Devido à necessidade de reduzir as emissões de dióxido de carbono (CO2) na atmosfera, esforços têm sido dedicados à geração de novas tecnologias, denominadas por Tecnologia de Captura e Armazenamento de Carbono (CCS - Carbon Capture and Storage). Estudos na literatura indicam que os processos de carbonatação possuem grande potencial para uso em tecnologia CCS. Estes estudos são propostos para reduzir os impactos causados pela geração de energia nas mudanças climáticas, utilizando materiais que reagem com o CO2 antrópico para produzir carbonatos, que são termodinâmico e ambientalmente estáveis.

O desenvolvimento de novos materiais que atuam como sorventes de CO2 é de extrema importância. Normalmente, os processos de captura de CO2 por carbonatação utilizam rochas silicatos (serpentinas) ou calcários.

Na carbonatação mineral, ou Captura de Carbono e Sequestro por Mineralização (CCSM - Carbon Capture and Storage by Mineralization), aplicam-se as serpentinas para o sequestro de CO2. Os processos CCSM ainda são limitados para poderem ser apresentados como tecnologias economicamente eficientes, uma vez que as serpentinas nem sempre são boas matérias primas para estes processos, obtendo-se baixa conversão na produção de carbonatos.

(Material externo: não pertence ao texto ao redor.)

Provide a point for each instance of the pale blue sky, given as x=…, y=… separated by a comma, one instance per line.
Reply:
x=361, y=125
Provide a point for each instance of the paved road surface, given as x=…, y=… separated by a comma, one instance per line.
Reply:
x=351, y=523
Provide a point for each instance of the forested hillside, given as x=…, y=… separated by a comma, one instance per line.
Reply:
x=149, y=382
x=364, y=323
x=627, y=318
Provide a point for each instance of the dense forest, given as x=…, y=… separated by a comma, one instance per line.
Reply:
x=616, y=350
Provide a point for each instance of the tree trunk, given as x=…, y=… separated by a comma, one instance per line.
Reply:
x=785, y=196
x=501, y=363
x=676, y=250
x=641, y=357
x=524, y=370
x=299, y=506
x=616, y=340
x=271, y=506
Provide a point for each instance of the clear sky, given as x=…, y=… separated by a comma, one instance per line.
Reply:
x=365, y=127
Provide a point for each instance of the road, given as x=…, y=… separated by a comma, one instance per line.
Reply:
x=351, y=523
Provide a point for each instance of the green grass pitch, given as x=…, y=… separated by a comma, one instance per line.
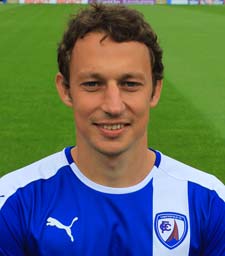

A outra limitação é o uso de sistemas ácido forte e base forte que requerem grande quantidade de energia na etapa de recuperação os reagentes.

Outra tecnologia de carbonatação promissora refere-se ao processo de Calcium Looping (Ca-L), no qual o CO2 é capturado por meio de reações gás-sólido com o uso de calcários. Assim, o CO2 gerado na combustão reage com o óxido de cálcio (CaO) para produzir carbonatos e, subsequentemente, o CO2 é liberado durante o processo de calcinação. O processo ocorre em sucessivos ciclos de calcinação/carbonatação, permitindo o estabelecimento de um fluxo de CO2 com alta pureza, que pode ser prontamente sequestrado. A redução no decaimento da qualidade de adsorção do material do calcário de acordo com o aumento do número de ciclos de calcinação/carbonatação é um dos desafios desta tecnologia. A sinterização é intensificada com o número de ciclos e causa redução significativa na área e volume de poros das partículas. Consequentemente, a difusividade do CO2 se torna menor devido ao aumento da resistência difusiva e bloqueio dos sítios livres para reação e compromete a eficiência do processo de sorção.

Neste contexto, é de grande importância conduzir estudos com avaliações cinéticas, os quais considerem também as mudanças estruturais das matérias primas utilizadas nos processos de carbonatação aplicados à tecnologia CCS. Assim, este projeto tem como objetivo contribuir na mitigação das emissões antropogênicas de CO2 na atmosfera e permitir o uso continuado de combustíveis fósseis para geração de energia. Pretende-se contribuir para o entendimento das tecnologias de mitigação de CO2, inserindo um novo assunto, o qual permitirá o fortalecimento do grupo de pesquisa do LC3 dentro da rede temática das mudanças climáticas em projetos vinculados ao PFPMCG.